Wood’n’Stuff – Peter Karsai

Several months ago, Roarockit received an order from Wood’n’Stuff. Ever since, we have been in admiration of his work, following his technics and the evolution of his projects.

Now, months down the road, we are particularly proud to be able to share the story behind Wood’n’Stuff and what it has become today.


20160214_133502So, can you tell us a little bit about yourself, where do you come from, what you did before etc…?

Sure — I’m Peter, a thirty something occasional woodworker from the town of Budapest, Hungary and a proud father of two. I manage a software product by day and I have a second life working with wood by night. I guess it’s needless to draw your attention to the classic “concealed superhero” setting here 😛




When did you first get into woodworking ?

It started out with a hinge that I wanted to mortise into an IKEA storage bench. I carefully researched the subject — that’s two YouTube videos — then headed out to the home improvement store and returned with a chisel and a mallet. Four gruelling hours later I swiped away the sweat on my forehead and proudly adored two rather ugly-looking recesses for the hinges. With the 10 points immediately deposited on my Manliness Account, I decided this experience was for me and that’s where it all started (only later I learned that chisels are sold dull and need to be sharpened before first use).

This was two years ago. Ever since then I stick with hand tools — chisels, hand saws and hand planes, that kind of stuff. They are slow and take a good deal of skill that I’m still very much in progress of acquiring, but they offer a kind of intimacy with wood I doubt I could get from power tools. It’s an incredibly intensive thing. And I get to keep my fingers.
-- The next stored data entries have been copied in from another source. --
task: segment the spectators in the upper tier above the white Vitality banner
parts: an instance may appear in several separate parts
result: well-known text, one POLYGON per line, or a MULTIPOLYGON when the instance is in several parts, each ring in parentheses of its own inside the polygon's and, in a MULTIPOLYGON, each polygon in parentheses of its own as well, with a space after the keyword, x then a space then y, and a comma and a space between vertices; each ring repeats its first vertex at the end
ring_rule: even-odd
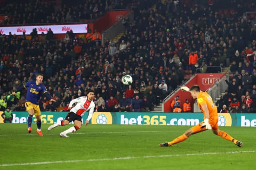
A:
POLYGON ((108 10, 132 8, 127 1, 114 0, 62 0, 60 6, 49 1, 26 1, 18 3, 10 0, 0 9, 0 14, 12 17, 4 21, 5 25, 24 25, 39 23, 70 23, 101 18, 108 10))

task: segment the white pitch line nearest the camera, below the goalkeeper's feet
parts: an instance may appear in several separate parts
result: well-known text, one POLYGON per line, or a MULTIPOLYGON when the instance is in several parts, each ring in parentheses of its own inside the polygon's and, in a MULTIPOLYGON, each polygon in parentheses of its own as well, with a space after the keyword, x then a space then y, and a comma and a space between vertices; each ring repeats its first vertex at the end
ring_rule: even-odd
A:
POLYGON ((27 163, 16 163, 16 164, 0 164, 0 166, 24 166, 24 165, 58 164, 58 163, 70 163, 70 162, 98 162, 98 161, 104 161, 104 160, 162 158, 162 157, 174 157, 174 156, 200 156, 200 155, 211 155, 211 154, 235 154, 235 153, 248 153, 248 152, 256 152, 256 150, 244 150, 244 151, 233 151, 233 152, 169 154, 169 155, 152 155, 152 156, 137 156, 137 157, 135 157, 135 156, 127 156, 127 157, 119 157, 119 158, 60 160, 60 161, 48 161, 48 162, 27 162, 27 163))

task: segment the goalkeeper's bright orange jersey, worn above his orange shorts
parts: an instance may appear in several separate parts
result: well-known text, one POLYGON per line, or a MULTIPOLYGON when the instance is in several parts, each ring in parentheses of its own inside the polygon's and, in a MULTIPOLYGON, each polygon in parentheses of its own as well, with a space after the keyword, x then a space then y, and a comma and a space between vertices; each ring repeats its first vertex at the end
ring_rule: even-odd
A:
POLYGON ((202 105, 206 104, 207 108, 209 110, 209 122, 212 121, 218 121, 218 110, 217 107, 215 106, 215 104, 212 101, 212 97, 206 93, 206 92, 199 92, 198 96, 197 96, 197 103, 199 108, 201 109, 201 111, 204 114, 204 119, 205 119, 205 113, 202 109, 202 105))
When, why and how did you find the Roarockit technology ?

Frankly, I don’t recall where exactly I ran into it, but I do remember it was some Internet forum where the commenters said the inventor’s idea can’t possibly work. This was kind of odd for a product that has already been proven and sold by then, so the name “Roarockit” stuck in my mind.

A year later, when my project ideas called for something more flexible than traditional clamping I decided to give the TAP kit a try. In a way, this was because someone, somewhere once said that this was going to be a poor decision 🙂 You gotta love the irony.
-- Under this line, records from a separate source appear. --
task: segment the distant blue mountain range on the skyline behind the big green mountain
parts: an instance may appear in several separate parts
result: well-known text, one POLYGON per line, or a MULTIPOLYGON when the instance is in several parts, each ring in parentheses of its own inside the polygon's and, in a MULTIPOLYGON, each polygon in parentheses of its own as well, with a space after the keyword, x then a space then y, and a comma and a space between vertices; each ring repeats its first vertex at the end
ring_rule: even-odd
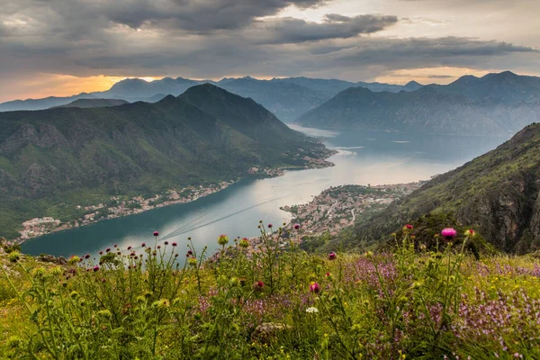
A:
POLYGON ((202 84, 217 85, 243 97, 250 97, 266 109, 274 112, 283 121, 293 121, 334 95, 351 86, 364 86, 372 91, 399 92, 414 91, 422 85, 410 82, 407 85, 389 85, 381 83, 352 83, 337 79, 312 79, 308 77, 275 78, 257 80, 253 77, 223 78, 220 81, 191 80, 183 77, 165 77, 147 82, 138 78, 125 79, 112 85, 111 89, 92 94, 78 94, 69 97, 49 97, 36 100, 15 100, 0 103, 0 112, 17 110, 43 110, 53 106, 71 103, 77 99, 111 98, 133 103, 143 101, 156 103, 167 94, 179 95, 185 90, 202 84))

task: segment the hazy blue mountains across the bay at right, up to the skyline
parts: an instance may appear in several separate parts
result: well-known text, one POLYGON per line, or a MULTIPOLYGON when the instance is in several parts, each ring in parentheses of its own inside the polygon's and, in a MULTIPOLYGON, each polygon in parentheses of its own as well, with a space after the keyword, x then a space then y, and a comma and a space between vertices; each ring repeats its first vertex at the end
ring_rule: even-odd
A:
POLYGON ((351 87, 298 122, 322 128, 509 135, 540 121, 540 77, 463 76, 399 93, 351 87))

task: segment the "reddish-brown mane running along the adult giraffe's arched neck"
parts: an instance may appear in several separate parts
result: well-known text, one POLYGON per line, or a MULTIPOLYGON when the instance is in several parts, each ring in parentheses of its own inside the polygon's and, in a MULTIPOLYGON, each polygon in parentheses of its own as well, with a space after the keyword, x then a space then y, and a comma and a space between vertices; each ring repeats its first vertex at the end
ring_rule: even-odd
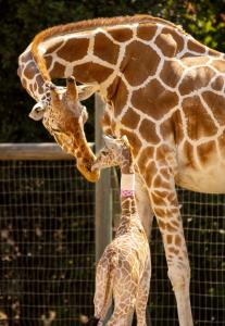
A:
MULTIPOLYGON (((93 18, 87 21, 80 21, 75 23, 68 23, 65 25, 58 25, 53 27, 49 27, 39 34, 37 34, 32 43, 32 54, 34 60, 46 80, 51 80, 49 72, 47 70, 46 60, 45 58, 39 54, 38 46, 43 42, 45 40, 51 38, 52 36, 57 35, 64 35, 67 33, 76 33, 76 32, 85 32, 85 30, 92 30, 98 27, 108 27, 108 26, 115 26, 115 25, 123 25, 128 23, 161 23, 163 25, 179 28, 177 25, 167 22, 160 17, 153 17, 151 15, 138 14, 134 16, 117 16, 117 17, 101 17, 101 18, 93 18)), ((182 29, 182 28, 179 28, 182 29)))

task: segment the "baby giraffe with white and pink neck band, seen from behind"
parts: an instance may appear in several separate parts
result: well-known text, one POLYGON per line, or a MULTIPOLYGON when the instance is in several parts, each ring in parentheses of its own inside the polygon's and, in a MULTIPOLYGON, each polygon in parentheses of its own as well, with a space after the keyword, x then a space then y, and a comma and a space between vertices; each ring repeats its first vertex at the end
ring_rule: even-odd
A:
POLYGON ((150 283, 150 249, 135 201, 135 174, 126 137, 104 137, 105 147, 97 155, 92 171, 120 165, 122 216, 115 239, 105 248, 97 266, 95 319, 103 325, 114 300, 108 326, 130 325, 136 310, 137 325, 147 325, 146 306, 150 283))

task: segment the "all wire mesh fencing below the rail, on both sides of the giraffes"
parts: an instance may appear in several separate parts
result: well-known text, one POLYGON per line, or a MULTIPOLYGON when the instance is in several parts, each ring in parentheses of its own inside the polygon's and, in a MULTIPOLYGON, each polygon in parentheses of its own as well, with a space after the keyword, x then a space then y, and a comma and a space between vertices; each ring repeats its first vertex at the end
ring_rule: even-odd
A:
MULTIPOLYGON (((118 221, 115 173, 112 181, 113 216, 118 221)), ((93 311, 93 185, 71 161, 0 161, 0 325, 82 325, 93 311)), ((178 196, 195 325, 224 325, 225 196, 182 189, 178 196)), ((155 221, 151 253, 152 326, 178 325, 155 221)))

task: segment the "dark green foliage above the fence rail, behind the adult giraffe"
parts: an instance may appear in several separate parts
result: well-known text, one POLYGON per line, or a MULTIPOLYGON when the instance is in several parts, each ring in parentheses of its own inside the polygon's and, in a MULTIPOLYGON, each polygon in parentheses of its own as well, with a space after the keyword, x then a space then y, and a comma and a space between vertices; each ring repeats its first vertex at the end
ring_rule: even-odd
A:
MULTIPOLYGON (((51 139, 40 123, 28 118, 34 100, 16 75, 17 57, 41 29, 97 16, 149 13, 182 24, 200 41, 225 51, 224 7, 221 0, 0 0, 0 141, 51 139)), ((93 134, 92 120, 90 114, 86 127, 89 139, 93 134)))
In particular, I looked into vacuum pressing because my bentwood bracelets are made of several layers of veneers laminated onto circular molds and vacuuming saves me tons of work by not having to make a mold negative to press veneers onto the mold.
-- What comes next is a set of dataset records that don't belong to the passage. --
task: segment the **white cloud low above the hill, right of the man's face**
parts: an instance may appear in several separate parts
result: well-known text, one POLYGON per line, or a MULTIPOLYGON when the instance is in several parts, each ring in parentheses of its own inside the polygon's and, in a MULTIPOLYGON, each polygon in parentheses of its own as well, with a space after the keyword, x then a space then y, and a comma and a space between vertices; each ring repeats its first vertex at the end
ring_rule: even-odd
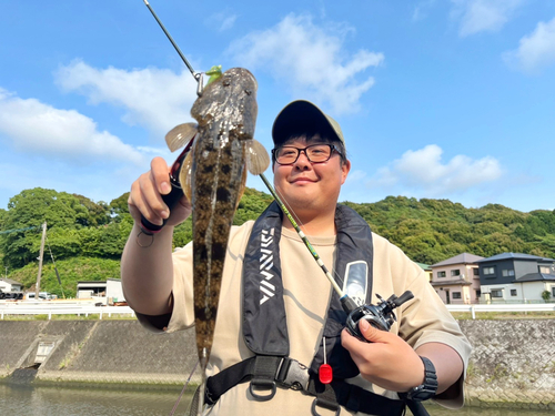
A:
POLYGON ((500 162, 491 156, 473 160, 456 155, 442 163, 443 150, 430 144, 416 151, 406 151, 401 159, 381 168, 367 182, 370 187, 418 190, 424 196, 447 195, 493 182, 503 174, 500 162))

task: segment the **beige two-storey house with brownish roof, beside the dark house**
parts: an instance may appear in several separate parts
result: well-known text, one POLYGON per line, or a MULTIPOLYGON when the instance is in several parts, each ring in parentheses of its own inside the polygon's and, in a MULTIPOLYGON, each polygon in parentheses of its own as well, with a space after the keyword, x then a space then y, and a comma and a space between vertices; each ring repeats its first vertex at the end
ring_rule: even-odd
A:
POLYGON ((477 303, 481 296, 478 255, 463 253, 432 264, 432 286, 445 304, 477 303))

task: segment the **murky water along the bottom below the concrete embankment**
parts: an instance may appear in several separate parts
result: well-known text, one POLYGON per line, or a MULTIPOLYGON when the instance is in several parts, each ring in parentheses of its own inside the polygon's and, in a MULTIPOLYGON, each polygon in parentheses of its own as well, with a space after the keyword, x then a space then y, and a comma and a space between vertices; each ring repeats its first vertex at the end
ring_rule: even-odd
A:
MULTIPOLYGON (((168 416, 180 390, 123 390, 70 387, 33 387, 0 384, 0 414, 10 416, 168 416)), ((192 393, 185 393, 175 415, 183 415, 192 393)), ((484 409, 447 410, 428 406, 431 416, 547 416, 553 412, 484 409)), ((407 412, 410 415, 410 412, 407 412)), ((285 416, 285 415, 284 415, 285 416)), ((309 415, 307 415, 309 416, 309 415)))

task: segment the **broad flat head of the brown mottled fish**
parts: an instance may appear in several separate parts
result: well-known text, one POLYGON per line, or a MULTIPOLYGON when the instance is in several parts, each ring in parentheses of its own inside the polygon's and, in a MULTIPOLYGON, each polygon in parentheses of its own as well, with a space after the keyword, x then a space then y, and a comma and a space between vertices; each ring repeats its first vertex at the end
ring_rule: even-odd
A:
POLYGON ((191 115, 199 126, 225 122, 235 130, 239 139, 250 140, 254 136, 256 123, 258 82, 254 75, 244 68, 232 68, 222 77, 211 82, 196 99, 191 115))

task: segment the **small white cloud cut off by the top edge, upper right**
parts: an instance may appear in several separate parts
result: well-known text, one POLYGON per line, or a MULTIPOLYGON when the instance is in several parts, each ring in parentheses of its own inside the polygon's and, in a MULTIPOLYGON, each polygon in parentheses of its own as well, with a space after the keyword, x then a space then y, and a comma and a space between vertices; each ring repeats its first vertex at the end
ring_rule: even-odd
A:
POLYGON ((526 0, 452 0, 452 17, 461 20, 458 34, 495 32, 513 17, 514 11, 526 0))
I have to admit I had doubts about whether TAP will work for the tighter curves I need compared to a skateboard, but once the test project passed with flying colors — no gaps between layers or impressions from the breathing net — I put it into use immediately. My setup is pretty similar to the skateboard building one, except that I use thinner veneers (1/32” instead of 1/16”) and another PVA glue instead of Titebond III. I’m yet to test it with some of the more rigid veneers like goncalo alves, but I’m confident it will work just as
flawlessly as with the softer hardwoods.


small.2What is the spirit of wood’n’stuff? Why did you create it ?

How could I not? It combines my two things I feel passionate about: woodworking and creating products 🙂 It’s so much fun to build something from the ground up, starting with nothing but blank canvas.

The spirit is definitely geometric as opposed to ornamental. Ok, it positively helps that I suck at drawing, but being a “sans serif” kind of guy, the things that get me going are lines, angles, ratios, curves borrowed from perfect circles. Frankly, I could admire a perfectly polished slab of steel for hours 🙂 Geometry is also such an alien concept to an utterly organic material like wood that it acts as a frame and highlights the natural grain of wood. A hard edge on a block of wood forces your mind to traverse the grain, to reveal the structure, to fully comprehend the uniqueness of wood as a material.




What do you expect from wood’n’stuff? How far do you want to go ? movingui-02

Wherever the road takes us! At this point, I’m thinking about growing a well-groomed beard and buying a flannel shirt to get fully immersed in the subculture 🙂

I try to keep this project fun and not to take it too seriously — hence the name “wood’n’stuff” — which is surprisingly hard given the tremendous passion that goes into it. Of course, in my dreams it grows into an awesome full-time woodworking enterprise, with a rustic barn converted into a heated shop and huge slabs of walnut neatly stacked up next to my collection of $400 Lie-Nielsen bench planes, but let’s just say the seed has just sprouted and there’s a long way ahead and milestones to conquered. Like reaching breakeven. Ahem 🙂


Are there any new projects for wood’n’stuff?

Oh, more than I have time for. I definitely want to further explore veneer lamination bracelets and I can freely experiment with any convex shape now, thanks to my TAP kit which I hereby endorse 🙂 I have some exciting ideas that will be put to the test in the coming weeks.

I’m also very interested bringing cast concrete and wood together. Walnut with its earthy brown, in particular, looks stunning next to grey industrial concrete, so that should be another way to bring out the beauty of wood.